Single by Traffic
- B-side: "Coloured Rain" (Capaldi, Winwood, Wood)
- Released: 24 November 1967
- Genre: Psychedelic rock
- Length: 2:18
- Label: Island, United Artists
- Songwriters: Jim Capaldi, Dave Mason, Steve Winwood, Chris Wood
- Producer: Jimmy Miller

Traffic singles chronology
| "Hole in My Shoe" (1967) | "Here We Go Round the Mulberry Bush" (1967) | "No Face, No Name, No Number" (1968) |

= Here We Go Round the Mulberry Bush (Traffic song) =

"Here We Go Round the Mulberry Bush" is a single by Traffic.

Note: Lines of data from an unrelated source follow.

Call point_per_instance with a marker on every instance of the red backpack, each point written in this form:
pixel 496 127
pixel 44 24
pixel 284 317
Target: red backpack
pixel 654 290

It is the title song to the film of the same name and also featured on the 2000 US re-issue of their debut album Mr. Fantasy, and features all four members of Traffic singing a joint lead, though the bridge and parts of the chorus have Steve Winwood singing unaccompanied. The single uses an edited version of the song, with the intro removed. When released in late 1967, the single cracked the UK Top 10. Footage of the band acting out the song was commissioned by The Beatles for possible inclusion in the film Magical Mystery Tour but was not used in the final edit. It is now included in the special features of the 2012 DVD/Blu-ray edition of the film.